Die Prognose der Arbeitslosenzahlen habe man daher ebenfalls revidiert – auf günstigere Werte. Bereits jetzt liege die Arbeitslosigkeit unter dem Vorkrisen-Niveau und die Zahl der offenen Stellen sei hoch, so Maurer.

CS rechnet noch nicht mit SNB-Zinserhöhung

Trotz der erwarteten Zinserhöhung in den USA rechnet Maurer nicht damit, dass die Schweizerische Nationalbank bald ihre Geldpolitik anpasst. Zwar habe der Eurokurs vor kurzem die Parität durchbrochen. Aber man könne «die Parität von heute nicht mehr mit der Parität von 2015» vergleichen, sagt Maurer. Real, um die unterschiedlichen Teuerungsraten korrigiert, habe sich der Franken zuletzt nicht gross aufgewertet.

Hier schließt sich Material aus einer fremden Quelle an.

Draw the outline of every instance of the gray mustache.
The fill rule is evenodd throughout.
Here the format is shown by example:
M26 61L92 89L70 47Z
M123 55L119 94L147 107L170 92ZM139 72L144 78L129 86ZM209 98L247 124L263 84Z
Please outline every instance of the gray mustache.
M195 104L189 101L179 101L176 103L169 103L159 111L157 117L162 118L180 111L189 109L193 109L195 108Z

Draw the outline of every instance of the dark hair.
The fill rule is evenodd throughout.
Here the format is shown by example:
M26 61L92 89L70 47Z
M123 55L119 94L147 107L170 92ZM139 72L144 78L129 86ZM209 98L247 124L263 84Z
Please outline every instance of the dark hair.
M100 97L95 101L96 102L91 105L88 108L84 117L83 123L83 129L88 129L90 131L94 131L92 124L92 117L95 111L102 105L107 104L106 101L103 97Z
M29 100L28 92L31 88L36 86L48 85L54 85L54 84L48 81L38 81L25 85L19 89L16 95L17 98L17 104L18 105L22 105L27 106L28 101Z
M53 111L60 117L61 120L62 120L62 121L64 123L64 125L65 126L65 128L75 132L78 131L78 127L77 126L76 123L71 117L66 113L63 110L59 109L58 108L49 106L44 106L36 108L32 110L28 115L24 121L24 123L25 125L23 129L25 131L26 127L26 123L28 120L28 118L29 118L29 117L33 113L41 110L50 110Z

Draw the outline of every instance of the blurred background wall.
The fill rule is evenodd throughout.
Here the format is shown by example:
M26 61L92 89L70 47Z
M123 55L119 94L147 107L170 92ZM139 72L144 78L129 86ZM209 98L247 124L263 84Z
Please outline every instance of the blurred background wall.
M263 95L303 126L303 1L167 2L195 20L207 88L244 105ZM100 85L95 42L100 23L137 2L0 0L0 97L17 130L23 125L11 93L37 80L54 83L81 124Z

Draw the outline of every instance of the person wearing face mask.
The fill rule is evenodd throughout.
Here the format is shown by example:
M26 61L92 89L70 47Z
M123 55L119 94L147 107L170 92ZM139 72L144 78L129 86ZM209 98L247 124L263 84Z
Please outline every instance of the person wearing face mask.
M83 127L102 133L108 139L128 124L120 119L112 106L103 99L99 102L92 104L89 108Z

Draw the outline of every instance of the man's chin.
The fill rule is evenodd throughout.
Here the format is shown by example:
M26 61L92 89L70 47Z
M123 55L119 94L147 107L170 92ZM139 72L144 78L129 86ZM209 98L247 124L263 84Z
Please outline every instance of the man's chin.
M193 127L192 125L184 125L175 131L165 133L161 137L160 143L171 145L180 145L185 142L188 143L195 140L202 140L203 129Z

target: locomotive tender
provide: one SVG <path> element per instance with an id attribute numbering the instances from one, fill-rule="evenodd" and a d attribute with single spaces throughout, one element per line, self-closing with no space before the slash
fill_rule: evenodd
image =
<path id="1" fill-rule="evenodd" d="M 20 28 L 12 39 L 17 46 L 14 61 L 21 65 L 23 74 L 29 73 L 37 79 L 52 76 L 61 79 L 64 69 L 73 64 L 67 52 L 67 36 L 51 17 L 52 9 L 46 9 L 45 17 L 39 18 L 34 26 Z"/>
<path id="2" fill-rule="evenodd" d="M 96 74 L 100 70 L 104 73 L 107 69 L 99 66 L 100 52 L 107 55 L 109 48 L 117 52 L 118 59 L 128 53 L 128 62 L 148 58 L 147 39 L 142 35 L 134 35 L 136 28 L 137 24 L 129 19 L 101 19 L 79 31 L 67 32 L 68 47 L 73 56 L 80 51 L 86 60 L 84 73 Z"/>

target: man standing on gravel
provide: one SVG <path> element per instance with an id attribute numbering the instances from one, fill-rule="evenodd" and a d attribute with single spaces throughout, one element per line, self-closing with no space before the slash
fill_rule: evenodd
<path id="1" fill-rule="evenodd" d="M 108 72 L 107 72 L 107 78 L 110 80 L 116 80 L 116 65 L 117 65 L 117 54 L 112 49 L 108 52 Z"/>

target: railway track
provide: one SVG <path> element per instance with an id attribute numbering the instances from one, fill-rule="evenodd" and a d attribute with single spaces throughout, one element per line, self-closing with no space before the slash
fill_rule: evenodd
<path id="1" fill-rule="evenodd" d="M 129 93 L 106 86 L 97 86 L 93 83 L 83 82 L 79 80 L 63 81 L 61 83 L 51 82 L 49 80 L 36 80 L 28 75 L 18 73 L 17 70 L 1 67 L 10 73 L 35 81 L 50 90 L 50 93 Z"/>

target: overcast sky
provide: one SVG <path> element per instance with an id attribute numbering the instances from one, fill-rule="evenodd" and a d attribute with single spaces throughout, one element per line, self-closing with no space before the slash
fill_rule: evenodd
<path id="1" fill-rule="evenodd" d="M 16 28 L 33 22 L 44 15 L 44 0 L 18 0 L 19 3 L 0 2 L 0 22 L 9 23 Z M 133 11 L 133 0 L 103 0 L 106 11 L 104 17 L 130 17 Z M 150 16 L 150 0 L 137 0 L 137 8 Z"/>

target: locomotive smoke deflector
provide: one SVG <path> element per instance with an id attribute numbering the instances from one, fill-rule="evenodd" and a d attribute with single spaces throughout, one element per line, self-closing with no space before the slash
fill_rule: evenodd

Zudem sei eine gewisse Aufwertung des Frankens durchaus im Sinne der Nationalbank, merkt Maurer an, könne sie so doch die Inflation im Inland bremsen. Der CS-Chefökonom geht davon aus, dass die SNB erst dann nachzieht, wenn sich die Zinsdifferenz zwischen Franken und Euro deutlich vergrössert hat. Sprich: Erst im Sommer 2023.